Lisa Bosia Mirra era stata fermata dalle guardie di confine per aver collaborato all’entrata illegale in Svizzera di cittadini stranieri sprovvisti dei documenti.
Dal canto loro, le autorità elvetiche hanno ribadito che “L’inchiesta ha appurato ciò era avvenuto almeno nove volte in totale, fra l’agosto e il settembre 2016 con diverse modalità». E per queste ragioni la deputata è stata accusata di «ripetuta incitazione all’entrata, alla partenza e al soggiorno illegale secondo la Legge federale sugli stranieri».
Peraltro, Lisa Bosia Mirra era già stata condannata al pagamento di una pena pecuniaria di circa 10mila euro. Provvedimento a cui la deputata si è però opposta, ripetendo di aver agito per motivi umanitari e ribadendo la richiesta di assoluzione.

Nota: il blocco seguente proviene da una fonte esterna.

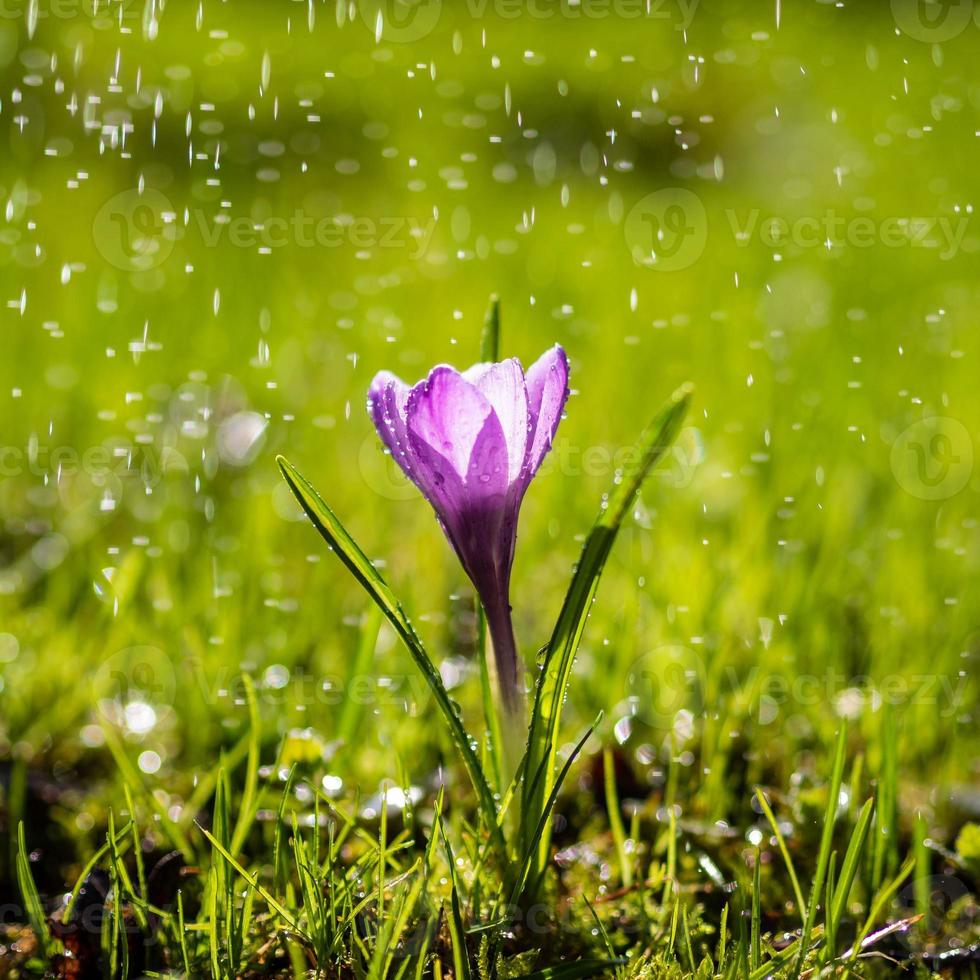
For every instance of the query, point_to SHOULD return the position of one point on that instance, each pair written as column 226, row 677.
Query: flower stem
column 513, row 716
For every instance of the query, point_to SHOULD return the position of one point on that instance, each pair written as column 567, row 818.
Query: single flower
column 472, row 441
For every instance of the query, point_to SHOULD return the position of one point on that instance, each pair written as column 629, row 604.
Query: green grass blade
column 353, row 710
column 573, row 971
column 560, row 654
column 826, row 840
column 358, row 564
column 490, row 338
column 852, row 861
column 616, row 818
column 252, row 882
column 28, row 891
column 784, row 851
column 544, row 820
column 248, row 806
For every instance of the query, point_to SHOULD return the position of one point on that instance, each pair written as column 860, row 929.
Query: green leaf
column 573, row 971
column 358, row 564
column 490, row 339
column 560, row 653
column 28, row 891
column 826, row 841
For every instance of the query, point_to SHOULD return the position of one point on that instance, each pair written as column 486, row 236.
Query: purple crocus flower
column 472, row 442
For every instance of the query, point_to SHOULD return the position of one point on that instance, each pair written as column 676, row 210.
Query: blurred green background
column 170, row 321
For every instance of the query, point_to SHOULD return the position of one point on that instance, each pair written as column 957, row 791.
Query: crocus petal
column 547, row 390
column 502, row 384
column 446, row 413
column 387, row 402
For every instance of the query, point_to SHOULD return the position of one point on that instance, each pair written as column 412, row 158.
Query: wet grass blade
column 490, row 351
column 826, row 840
column 848, row 871
column 560, row 654
column 783, row 850
column 616, row 818
column 353, row 710
column 520, row 885
column 28, row 891
column 247, row 807
column 358, row 564
column 573, row 971
column 253, row 883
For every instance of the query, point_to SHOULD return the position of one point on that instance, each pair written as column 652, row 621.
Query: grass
column 221, row 754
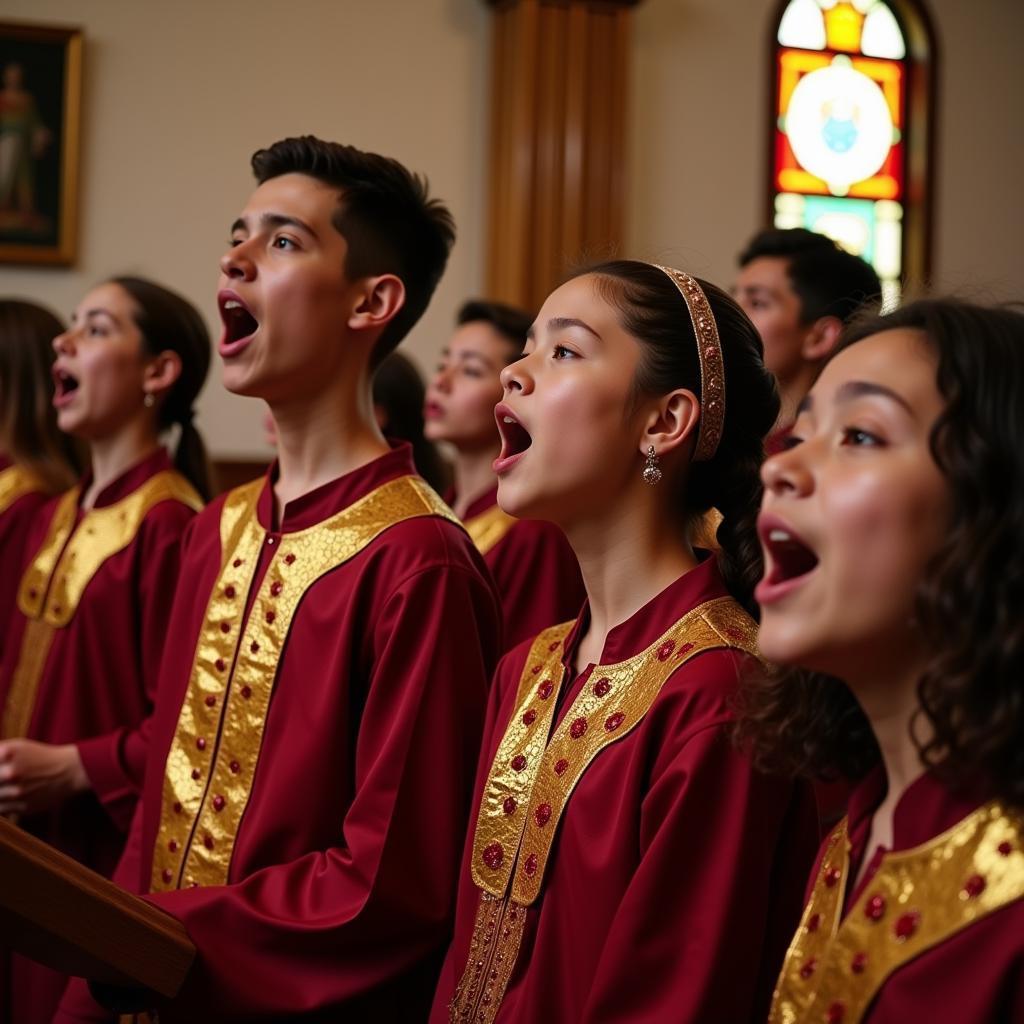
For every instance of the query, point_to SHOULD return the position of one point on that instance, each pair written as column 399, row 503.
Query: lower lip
column 501, row 466
column 228, row 349
column 767, row 592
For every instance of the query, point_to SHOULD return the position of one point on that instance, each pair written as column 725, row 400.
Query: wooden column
column 558, row 140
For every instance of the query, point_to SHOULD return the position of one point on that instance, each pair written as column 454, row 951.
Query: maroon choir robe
column 82, row 650
column 626, row 863
column 535, row 568
column 313, row 749
column 22, row 498
column 934, row 929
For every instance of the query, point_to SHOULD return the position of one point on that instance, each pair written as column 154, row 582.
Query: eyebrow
column 271, row 220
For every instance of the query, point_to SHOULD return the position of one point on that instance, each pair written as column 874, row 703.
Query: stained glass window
column 840, row 151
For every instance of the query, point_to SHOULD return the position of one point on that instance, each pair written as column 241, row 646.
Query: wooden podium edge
column 59, row 912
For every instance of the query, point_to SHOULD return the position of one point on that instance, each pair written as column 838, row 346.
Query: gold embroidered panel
column 531, row 778
column 918, row 899
column 15, row 481
column 212, row 762
column 68, row 559
column 488, row 527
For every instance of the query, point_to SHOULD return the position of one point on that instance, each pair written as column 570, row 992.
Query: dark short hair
column 385, row 214
column 827, row 280
column 511, row 323
column 970, row 595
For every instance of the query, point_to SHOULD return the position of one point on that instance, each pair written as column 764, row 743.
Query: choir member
column 534, row 567
column 322, row 700
column 84, row 644
column 893, row 530
column 37, row 461
column 626, row 861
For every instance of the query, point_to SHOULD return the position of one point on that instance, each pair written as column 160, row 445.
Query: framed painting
column 40, row 124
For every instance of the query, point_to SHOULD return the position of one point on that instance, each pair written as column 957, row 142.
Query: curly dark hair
column 654, row 312
column 970, row 598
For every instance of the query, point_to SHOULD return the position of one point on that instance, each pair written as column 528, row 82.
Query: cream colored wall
column 698, row 145
column 178, row 95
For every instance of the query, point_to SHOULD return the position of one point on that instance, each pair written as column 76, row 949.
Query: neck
column 111, row 457
column 472, row 476
column 628, row 554
column 325, row 436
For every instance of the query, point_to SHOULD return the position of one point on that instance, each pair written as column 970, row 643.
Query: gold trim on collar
column 532, row 777
column 488, row 527
column 52, row 585
column 16, row 481
column 211, row 765
column 918, row 899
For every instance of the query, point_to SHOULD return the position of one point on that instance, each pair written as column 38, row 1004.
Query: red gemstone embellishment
column 974, row 886
column 875, row 908
column 613, row 721
column 906, row 925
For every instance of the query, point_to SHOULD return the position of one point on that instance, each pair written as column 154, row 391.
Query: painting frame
column 40, row 134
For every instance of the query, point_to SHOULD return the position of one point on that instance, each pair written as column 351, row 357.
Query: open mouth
column 240, row 324
column 515, row 438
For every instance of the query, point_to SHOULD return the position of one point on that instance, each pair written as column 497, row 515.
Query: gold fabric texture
column 712, row 363
column 918, row 899
column 532, row 777
column 15, row 481
column 212, row 762
column 52, row 585
column 488, row 527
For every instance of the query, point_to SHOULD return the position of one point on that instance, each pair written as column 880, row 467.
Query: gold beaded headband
column 712, row 364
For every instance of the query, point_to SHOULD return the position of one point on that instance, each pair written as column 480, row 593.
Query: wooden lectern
column 55, row 911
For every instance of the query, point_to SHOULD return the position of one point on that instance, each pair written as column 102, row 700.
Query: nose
column 787, row 472
column 237, row 263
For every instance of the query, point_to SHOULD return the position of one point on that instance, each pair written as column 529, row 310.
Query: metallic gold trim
column 488, row 527
column 15, row 481
column 212, row 762
column 68, row 559
column 712, row 363
column 531, row 779
column 916, row 900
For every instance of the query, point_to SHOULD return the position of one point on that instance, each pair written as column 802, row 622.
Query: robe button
column 494, row 855
column 875, row 908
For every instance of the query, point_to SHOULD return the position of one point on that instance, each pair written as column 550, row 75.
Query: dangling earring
column 651, row 473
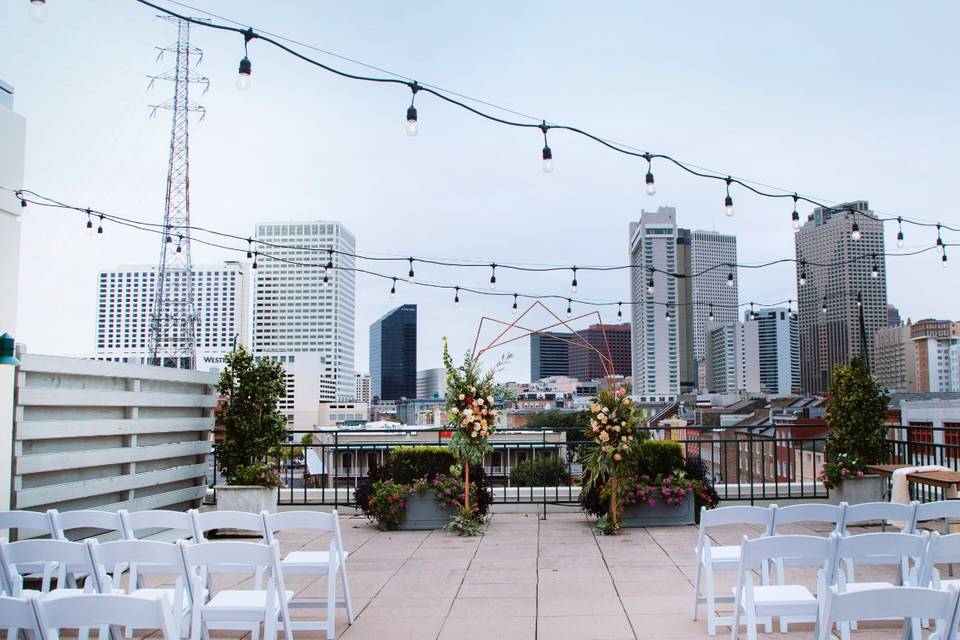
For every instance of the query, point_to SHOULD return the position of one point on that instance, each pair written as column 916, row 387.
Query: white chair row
column 713, row 558
column 196, row 526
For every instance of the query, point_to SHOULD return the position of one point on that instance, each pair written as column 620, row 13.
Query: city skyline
column 316, row 170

Stamattina in aula, la 43enne ha di fatto confermato i fatti che le vengono contestati, ma ha spiegato che, vista la situazione di emergenza che si era creata a Como, con centinaia di migranti accampati alla stazione, «non c’era altro modo per aiutare le persone, che volevano lasciare l’Italia e raggiungere altri Paesi, perlopiù la Germania, per ricongiungersi con i loro familiari».
La sentenza dovrebbe essere pronunciata la prossima settimana.